Trifecta Of Bad Data: Initial Claims Bad (New York Layoffs Surge), PPI Ugly, Retail Sales Miss

While last month's upward revised 478K number was not repeated, just released initial claims still continued at the NFP busting 434K, worse than consensus of 430K. At this level of initial ciams, the economy is losing about 50K jobs per month. According to the release, the primary factor was New York State, which saw a surge in Initial Claims of +24,431, due to "Layoffs in the transportation and service industries." Continuing claims were just as bad, at 3,756K on expectations of 3,700K, with the previous number revised, how else but, higher to 3,751K. And just as notably, the 99 week cliff impairs eve more people, as a total of 17K people dropped off EUC and Extended Benefits. Elsewhere, PPI came higher than expected, with April PPI data at 0.8% on expectations of 0.6%, up from 0.7% before, confirming that delayed downstream inflation effects will plague the economy for a long time.

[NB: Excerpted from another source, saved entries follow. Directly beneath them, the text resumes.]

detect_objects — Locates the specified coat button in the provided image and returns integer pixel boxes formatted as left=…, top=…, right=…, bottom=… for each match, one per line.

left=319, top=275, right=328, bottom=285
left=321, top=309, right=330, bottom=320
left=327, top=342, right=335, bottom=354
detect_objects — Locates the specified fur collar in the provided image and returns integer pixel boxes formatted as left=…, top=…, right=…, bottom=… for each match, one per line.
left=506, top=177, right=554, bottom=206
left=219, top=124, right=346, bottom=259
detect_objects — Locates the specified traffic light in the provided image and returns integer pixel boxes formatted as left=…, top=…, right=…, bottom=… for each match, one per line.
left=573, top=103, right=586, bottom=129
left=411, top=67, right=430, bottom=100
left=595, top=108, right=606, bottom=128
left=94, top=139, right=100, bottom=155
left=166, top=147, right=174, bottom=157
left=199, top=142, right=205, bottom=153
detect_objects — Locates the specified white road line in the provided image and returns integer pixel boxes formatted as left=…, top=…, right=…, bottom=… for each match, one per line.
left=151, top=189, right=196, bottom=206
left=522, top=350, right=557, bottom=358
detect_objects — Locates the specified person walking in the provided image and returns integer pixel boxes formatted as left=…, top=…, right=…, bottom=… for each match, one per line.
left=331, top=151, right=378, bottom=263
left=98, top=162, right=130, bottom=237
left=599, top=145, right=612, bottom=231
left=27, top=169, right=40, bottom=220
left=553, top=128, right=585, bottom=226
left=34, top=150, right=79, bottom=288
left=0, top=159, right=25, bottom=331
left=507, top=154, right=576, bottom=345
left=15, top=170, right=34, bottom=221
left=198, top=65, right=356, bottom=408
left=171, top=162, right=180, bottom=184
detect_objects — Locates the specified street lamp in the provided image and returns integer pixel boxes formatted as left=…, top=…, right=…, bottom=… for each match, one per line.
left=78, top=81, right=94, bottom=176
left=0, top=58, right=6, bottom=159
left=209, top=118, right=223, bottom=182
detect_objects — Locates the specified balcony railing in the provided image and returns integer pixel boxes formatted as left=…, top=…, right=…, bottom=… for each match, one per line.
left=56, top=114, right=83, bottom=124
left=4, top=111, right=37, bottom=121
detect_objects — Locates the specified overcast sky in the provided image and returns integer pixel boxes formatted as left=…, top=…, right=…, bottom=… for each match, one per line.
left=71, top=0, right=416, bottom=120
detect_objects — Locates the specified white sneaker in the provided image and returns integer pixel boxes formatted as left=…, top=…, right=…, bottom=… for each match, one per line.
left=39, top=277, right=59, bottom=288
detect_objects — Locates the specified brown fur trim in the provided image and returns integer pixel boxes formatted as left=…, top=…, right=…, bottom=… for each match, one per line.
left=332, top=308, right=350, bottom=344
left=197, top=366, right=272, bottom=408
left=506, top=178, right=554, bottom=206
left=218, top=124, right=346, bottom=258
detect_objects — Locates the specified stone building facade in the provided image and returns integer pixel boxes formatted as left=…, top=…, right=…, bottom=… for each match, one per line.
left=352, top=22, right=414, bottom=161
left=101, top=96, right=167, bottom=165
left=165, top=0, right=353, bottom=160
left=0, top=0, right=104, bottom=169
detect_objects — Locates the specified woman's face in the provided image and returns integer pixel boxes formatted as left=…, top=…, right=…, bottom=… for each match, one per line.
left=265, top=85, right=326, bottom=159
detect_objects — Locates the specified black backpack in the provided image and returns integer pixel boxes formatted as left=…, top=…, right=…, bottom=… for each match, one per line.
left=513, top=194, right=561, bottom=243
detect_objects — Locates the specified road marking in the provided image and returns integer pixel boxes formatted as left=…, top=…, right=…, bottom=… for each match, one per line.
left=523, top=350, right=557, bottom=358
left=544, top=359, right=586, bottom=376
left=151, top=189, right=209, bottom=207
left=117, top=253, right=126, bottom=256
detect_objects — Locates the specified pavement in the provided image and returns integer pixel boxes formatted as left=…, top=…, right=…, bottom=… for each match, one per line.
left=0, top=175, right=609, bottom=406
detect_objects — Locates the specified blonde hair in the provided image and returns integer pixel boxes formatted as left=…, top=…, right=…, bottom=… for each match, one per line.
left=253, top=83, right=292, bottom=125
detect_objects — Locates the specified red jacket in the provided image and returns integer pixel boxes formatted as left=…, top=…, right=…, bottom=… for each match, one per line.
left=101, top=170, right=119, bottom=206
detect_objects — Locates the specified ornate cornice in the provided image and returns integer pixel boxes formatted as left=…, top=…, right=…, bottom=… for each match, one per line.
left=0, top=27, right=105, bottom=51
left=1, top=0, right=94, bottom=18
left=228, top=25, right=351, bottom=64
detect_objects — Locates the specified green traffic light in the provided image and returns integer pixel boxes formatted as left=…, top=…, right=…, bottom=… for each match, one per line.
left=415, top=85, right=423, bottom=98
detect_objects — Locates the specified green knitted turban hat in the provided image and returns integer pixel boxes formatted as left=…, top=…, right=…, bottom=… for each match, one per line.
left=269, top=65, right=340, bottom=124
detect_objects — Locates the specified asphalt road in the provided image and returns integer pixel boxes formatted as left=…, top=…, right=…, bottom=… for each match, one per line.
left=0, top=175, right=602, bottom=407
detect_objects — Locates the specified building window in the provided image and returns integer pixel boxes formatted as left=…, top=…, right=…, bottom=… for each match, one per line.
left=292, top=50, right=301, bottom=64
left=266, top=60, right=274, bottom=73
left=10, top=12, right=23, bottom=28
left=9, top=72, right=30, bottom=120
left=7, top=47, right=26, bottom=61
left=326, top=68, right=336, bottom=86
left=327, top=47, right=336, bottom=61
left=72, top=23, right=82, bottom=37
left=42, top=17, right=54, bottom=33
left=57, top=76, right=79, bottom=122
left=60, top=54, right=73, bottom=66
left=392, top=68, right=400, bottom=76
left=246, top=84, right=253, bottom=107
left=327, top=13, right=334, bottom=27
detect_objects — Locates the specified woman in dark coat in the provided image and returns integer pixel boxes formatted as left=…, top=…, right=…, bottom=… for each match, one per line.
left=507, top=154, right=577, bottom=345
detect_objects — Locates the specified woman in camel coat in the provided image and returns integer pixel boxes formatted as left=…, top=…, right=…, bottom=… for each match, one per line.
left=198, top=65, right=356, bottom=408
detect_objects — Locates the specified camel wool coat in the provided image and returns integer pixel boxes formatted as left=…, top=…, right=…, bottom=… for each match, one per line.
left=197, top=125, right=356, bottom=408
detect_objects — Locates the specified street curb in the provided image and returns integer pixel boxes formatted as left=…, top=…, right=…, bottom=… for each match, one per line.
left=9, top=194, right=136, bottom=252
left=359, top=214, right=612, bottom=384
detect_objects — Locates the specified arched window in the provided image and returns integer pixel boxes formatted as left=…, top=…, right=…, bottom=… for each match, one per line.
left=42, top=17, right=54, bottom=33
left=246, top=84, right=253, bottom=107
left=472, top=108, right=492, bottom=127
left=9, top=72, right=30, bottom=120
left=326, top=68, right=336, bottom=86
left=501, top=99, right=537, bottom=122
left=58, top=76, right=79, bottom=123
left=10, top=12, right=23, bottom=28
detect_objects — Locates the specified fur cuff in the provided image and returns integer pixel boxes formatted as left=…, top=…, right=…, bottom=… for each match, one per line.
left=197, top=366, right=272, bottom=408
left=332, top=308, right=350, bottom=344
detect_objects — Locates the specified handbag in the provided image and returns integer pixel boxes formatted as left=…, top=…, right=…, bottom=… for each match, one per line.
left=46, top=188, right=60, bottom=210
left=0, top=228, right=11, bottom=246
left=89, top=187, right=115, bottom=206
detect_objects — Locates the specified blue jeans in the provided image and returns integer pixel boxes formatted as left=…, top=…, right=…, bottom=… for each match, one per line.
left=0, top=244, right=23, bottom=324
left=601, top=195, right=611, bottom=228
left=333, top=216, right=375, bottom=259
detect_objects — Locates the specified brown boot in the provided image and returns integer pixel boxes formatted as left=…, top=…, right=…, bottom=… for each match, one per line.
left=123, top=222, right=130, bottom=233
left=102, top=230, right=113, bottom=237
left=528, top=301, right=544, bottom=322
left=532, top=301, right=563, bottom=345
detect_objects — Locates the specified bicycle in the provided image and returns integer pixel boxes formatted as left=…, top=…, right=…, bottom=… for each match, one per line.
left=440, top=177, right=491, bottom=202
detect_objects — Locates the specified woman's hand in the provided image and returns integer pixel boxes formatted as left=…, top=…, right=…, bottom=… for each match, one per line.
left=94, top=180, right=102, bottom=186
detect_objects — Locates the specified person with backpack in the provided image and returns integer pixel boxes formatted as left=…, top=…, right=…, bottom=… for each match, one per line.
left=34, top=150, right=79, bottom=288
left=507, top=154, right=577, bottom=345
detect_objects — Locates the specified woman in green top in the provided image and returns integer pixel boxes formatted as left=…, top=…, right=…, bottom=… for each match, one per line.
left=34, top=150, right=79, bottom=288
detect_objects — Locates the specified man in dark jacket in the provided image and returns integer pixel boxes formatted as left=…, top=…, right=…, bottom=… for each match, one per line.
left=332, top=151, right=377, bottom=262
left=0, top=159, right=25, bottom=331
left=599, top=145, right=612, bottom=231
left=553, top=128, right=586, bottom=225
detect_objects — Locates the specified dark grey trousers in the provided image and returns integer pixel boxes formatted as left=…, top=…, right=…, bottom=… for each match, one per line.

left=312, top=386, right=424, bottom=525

Some observations from the Crude, Intermediate and Finished goods:

Crude energy: The index for crude energy materials moved up 4.8 percent in April. From January to April, crude energy prices advanced 5.3 percent compared with a 17.9-percent jump in the previous 3-month period. For the month of April, the index for natural gas rose 9.4 percent, accounting for over half of the increase in prices for crude energy materials. Advances in the indexes for crude petroleum and coal also contributed to higher crude energy prices. (See table 2.)

Crude foods: Prices for crude foodstuffs and feedstuffs advanced 4.0 percent in April. For the 3 months ending in April, the index for crude foods jumped 11.4 percent subsequent to moving up 5.5 percent from October to January. Accounting for about half of the monthly rise in April, the grains index increased 15.5 percent. Higher prices for slaughter steers and heifers also were a factor in the advance in the crude foods index.

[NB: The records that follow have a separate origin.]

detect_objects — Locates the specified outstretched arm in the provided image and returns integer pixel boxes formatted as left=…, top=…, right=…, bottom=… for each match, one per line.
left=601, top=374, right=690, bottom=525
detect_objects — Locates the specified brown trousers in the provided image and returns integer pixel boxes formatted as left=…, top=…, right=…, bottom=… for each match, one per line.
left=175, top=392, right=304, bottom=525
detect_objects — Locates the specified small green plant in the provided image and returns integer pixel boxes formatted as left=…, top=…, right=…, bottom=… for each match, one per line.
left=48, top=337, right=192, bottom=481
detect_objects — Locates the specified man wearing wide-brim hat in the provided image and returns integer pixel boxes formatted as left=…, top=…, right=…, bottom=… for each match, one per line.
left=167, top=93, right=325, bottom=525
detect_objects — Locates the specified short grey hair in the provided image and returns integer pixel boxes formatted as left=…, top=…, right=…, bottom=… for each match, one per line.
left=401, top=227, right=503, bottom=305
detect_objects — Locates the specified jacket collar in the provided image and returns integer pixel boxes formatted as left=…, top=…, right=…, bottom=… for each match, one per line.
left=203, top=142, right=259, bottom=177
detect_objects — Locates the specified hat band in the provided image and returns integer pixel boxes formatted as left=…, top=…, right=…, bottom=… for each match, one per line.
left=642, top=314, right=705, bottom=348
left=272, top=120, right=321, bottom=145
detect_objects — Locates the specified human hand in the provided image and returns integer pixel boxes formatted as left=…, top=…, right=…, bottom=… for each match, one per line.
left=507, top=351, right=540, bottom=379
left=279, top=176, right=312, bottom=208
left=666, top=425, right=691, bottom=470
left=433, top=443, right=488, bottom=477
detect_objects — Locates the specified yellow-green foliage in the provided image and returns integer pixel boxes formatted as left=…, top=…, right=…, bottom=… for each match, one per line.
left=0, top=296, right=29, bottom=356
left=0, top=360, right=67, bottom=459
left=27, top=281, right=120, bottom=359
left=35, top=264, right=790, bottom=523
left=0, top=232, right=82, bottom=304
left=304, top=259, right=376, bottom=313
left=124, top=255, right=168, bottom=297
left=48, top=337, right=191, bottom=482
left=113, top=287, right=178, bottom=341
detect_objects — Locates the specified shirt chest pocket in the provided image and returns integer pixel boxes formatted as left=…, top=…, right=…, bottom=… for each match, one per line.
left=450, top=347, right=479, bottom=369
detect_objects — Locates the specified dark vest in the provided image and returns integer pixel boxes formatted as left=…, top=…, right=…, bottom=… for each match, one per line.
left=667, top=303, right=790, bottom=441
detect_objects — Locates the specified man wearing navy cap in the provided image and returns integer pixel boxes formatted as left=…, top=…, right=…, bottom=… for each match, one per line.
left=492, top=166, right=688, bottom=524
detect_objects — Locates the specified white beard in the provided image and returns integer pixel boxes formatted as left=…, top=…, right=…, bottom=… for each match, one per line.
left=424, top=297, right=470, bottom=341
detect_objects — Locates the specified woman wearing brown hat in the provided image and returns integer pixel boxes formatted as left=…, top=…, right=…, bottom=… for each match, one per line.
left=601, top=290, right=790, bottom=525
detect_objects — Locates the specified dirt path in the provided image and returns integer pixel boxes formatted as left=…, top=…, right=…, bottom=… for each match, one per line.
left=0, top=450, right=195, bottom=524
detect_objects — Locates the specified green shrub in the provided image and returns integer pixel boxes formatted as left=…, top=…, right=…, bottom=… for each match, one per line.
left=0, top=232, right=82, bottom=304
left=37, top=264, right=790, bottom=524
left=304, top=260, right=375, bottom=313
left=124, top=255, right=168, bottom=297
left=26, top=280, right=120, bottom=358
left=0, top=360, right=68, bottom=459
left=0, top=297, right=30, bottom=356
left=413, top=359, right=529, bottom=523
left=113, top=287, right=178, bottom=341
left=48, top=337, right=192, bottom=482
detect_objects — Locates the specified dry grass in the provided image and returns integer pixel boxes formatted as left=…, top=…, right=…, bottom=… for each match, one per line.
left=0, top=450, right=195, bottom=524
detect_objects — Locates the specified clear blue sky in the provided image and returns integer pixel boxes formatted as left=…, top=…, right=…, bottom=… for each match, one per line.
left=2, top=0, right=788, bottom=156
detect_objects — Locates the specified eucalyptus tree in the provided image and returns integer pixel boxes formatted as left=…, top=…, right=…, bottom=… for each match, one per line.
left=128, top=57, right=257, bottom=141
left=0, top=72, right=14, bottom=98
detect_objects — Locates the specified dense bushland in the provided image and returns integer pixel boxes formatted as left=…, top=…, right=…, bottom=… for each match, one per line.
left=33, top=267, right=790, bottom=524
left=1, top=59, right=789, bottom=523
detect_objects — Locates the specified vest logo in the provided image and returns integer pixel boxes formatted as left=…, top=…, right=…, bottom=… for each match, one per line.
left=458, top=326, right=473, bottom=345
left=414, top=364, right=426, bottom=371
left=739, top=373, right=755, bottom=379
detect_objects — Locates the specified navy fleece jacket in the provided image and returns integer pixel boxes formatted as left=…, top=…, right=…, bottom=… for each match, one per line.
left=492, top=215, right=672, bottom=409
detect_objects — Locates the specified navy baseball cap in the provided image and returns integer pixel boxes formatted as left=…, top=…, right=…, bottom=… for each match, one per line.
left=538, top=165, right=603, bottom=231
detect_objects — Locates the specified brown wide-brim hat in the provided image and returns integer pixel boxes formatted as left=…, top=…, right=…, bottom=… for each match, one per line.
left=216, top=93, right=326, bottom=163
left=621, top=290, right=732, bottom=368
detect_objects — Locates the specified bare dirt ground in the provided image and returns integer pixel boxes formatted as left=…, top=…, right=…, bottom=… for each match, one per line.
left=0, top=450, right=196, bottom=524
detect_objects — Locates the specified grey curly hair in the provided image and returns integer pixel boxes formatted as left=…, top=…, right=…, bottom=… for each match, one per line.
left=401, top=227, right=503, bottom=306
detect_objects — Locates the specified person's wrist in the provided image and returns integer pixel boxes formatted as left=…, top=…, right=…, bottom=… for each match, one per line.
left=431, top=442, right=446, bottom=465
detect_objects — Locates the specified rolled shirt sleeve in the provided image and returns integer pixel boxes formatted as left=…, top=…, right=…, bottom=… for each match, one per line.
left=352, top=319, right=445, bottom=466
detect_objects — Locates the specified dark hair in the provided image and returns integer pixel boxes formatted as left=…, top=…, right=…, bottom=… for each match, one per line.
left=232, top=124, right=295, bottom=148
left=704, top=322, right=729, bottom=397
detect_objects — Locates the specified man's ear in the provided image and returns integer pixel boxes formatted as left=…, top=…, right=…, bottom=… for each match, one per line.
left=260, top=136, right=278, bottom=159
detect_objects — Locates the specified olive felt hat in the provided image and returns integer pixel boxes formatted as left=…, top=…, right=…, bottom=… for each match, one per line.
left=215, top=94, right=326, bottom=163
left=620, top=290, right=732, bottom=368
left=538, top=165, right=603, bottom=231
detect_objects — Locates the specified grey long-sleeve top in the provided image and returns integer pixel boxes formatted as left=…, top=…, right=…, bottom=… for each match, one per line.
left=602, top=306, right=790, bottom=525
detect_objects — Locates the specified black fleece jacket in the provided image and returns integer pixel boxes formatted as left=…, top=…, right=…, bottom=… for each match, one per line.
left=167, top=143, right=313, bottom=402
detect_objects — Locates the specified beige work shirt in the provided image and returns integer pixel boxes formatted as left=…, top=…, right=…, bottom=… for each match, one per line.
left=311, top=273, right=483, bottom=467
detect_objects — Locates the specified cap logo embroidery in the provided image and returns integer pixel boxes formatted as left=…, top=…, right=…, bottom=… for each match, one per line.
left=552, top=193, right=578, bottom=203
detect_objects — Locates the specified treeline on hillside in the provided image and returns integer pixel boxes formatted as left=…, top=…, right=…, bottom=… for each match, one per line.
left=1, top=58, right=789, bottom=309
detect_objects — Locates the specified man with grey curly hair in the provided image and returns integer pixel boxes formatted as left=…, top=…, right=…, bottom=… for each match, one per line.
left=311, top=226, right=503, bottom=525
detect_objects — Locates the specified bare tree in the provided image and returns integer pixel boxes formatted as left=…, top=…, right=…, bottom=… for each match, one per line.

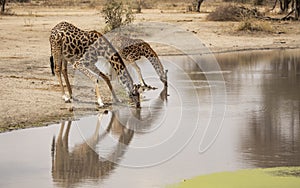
left=271, top=0, right=294, bottom=12
left=196, top=0, right=204, bottom=12
left=136, top=0, right=143, bottom=13
left=1, top=0, right=6, bottom=14
left=296, top=0, right=300, bottom=19
left=279, top=0, right=294, bottom=12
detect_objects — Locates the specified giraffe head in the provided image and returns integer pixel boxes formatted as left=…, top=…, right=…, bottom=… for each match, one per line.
left=161, top=69, right=168, bottom=87
left=129, top=84, right=142, bottom=108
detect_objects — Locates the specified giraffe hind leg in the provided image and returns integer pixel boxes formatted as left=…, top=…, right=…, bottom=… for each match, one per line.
left=62, top=60, right=72, bottom=101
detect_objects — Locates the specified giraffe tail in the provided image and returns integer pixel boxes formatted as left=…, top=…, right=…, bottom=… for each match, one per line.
left=50, top=56, right=55, bottom=76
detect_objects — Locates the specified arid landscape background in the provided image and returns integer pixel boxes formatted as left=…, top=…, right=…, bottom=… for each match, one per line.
left=1, top=0, right=300, bottom=132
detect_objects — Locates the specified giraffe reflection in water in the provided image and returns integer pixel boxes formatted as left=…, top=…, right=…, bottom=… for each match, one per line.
left=51, top=86, right=168, bottom=187
left=51, top=113, right=135, bottom=186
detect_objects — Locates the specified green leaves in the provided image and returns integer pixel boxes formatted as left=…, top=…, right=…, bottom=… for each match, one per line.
left=102, top=0, right=135, bottom=33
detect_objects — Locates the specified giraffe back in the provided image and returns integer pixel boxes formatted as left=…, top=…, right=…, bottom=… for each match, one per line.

Crude core: The index for crude nonfood materials less energy rose 2.6 percent in April. From January to April, crude core prices moved up 2.5 percent after a 10.1-percent advance in the previous 3-month period. For the month of April, a 4.5-percent increase in the index for copper base scrap was a factor in higher crude core prices.

Intermediate core: Prices for intermediate goods less foods and energy moved up 1.1 percent in April, the ninth consecutive monthly rise. About fifteen percent of the April gain can be attributed to the index for primary basic organic chemicals, which increased 3.2 percent. Higher prices for ethanol and steel mill products also contributed to the advance in intermediate core prices. (See table 2.)

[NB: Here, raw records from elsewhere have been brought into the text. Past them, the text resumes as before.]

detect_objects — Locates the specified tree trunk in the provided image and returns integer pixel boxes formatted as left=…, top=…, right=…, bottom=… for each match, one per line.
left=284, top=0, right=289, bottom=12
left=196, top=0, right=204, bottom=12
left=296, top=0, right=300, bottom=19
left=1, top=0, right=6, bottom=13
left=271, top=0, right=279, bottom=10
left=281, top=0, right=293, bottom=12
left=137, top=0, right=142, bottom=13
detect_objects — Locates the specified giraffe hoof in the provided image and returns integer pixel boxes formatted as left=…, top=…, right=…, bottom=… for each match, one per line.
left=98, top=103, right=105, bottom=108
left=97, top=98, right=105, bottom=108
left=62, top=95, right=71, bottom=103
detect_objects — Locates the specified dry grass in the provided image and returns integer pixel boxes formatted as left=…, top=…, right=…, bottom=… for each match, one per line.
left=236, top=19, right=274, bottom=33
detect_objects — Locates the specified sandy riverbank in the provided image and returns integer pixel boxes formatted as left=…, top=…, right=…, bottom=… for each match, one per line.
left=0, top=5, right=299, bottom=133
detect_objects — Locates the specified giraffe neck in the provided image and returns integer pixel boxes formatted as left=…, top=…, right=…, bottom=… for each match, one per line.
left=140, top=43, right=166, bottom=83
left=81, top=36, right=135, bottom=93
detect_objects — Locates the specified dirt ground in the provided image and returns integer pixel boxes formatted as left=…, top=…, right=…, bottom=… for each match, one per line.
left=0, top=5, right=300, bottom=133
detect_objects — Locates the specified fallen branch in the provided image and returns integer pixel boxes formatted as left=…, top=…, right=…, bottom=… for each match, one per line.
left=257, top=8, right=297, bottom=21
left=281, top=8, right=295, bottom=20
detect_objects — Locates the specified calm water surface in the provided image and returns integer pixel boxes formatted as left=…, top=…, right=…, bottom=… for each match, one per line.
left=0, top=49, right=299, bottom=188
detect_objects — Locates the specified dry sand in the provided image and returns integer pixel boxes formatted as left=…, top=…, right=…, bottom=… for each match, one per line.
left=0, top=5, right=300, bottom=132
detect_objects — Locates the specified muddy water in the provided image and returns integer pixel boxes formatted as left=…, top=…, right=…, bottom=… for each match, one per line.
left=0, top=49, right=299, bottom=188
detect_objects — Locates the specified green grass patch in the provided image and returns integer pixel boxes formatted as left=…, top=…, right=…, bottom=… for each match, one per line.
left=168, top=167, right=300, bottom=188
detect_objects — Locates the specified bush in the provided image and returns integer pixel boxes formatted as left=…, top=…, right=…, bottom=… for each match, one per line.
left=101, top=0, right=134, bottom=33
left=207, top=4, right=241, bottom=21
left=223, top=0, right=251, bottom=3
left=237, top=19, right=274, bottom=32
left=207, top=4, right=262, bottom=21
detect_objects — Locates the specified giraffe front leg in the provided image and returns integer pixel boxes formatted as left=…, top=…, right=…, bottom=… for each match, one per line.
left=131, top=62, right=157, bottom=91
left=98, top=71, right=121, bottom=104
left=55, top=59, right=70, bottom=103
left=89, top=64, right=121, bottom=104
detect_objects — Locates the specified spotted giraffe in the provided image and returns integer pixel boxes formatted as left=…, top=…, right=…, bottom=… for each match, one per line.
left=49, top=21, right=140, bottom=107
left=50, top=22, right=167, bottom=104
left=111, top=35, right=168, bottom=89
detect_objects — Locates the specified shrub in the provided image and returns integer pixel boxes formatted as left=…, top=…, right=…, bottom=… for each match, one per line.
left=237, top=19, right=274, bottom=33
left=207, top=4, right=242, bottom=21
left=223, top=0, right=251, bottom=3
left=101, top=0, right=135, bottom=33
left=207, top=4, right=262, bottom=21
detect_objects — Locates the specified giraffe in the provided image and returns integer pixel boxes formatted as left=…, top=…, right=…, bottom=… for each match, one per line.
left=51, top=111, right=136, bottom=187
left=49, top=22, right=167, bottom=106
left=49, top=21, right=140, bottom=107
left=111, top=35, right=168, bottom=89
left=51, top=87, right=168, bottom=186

Intermediate energy: The index for intermediate energy goods climbed 1.9 percent in April, the smallest advance since a 1.5-percent increase in November 2010. Prices for diesel fuel, which moved up 3.5 percent, were a significant contributor to the April rise. Higher prices for gasoline also were a factor in the increase in the intermediate energy goods index.

Intermediate foods: The intermediate foods and feeds index advanced 1.8 percent in April, the ninth straight monthly increase. A 5.6-percent jump in prices for beef and veal accounted for a quarter of the April advance in the intermediate foods and feeds index.

Finished energy: Prices for finished energy goods increased 2.5 percent in April, the seventh consecutive monthly advance. Over half of the April rise can be attributed to the gasoline index, which climbed 3.6 percent. Higher prices for liquefied petroleum gas and residential natural gas also were factors in the increase in the finished energy goods index. (See table 2.)

Finished core: The index for finished goods less foods and energy moved up 0.3 percent in April, the fifth straight monthly rise. Nearly one-fourth of the April monthly advance can be traced to a 1.2-percent jump in civilian aircraft prices. An increase in the index for light motor trucks also contributed significantly to the rise in finished core prices.

Finished foods: Prices for finished consumer foods rose 0.3 percent in April after falling 0.2 percent in the prior month. Leading this advance, the index for eggs for fresh use surged 56.7 percent.

Concluding the trifecta of bad data was advance retail sales, which came at 0.5%, below expectations of 0.6%, with the previous revised much higher from 0.4% to 0.9%. And retail sales ex the volatiles autos and gas was up a token 0.2%, compared to expectations of 0.5%, down from a revised 0.7%.

Luckily, today's transitory theme of Deflation ON will more than allow the Fed to beat the dollar and spike commodities from a new and improved level, which will make the transition to QE3, or however it is called, that more palatable.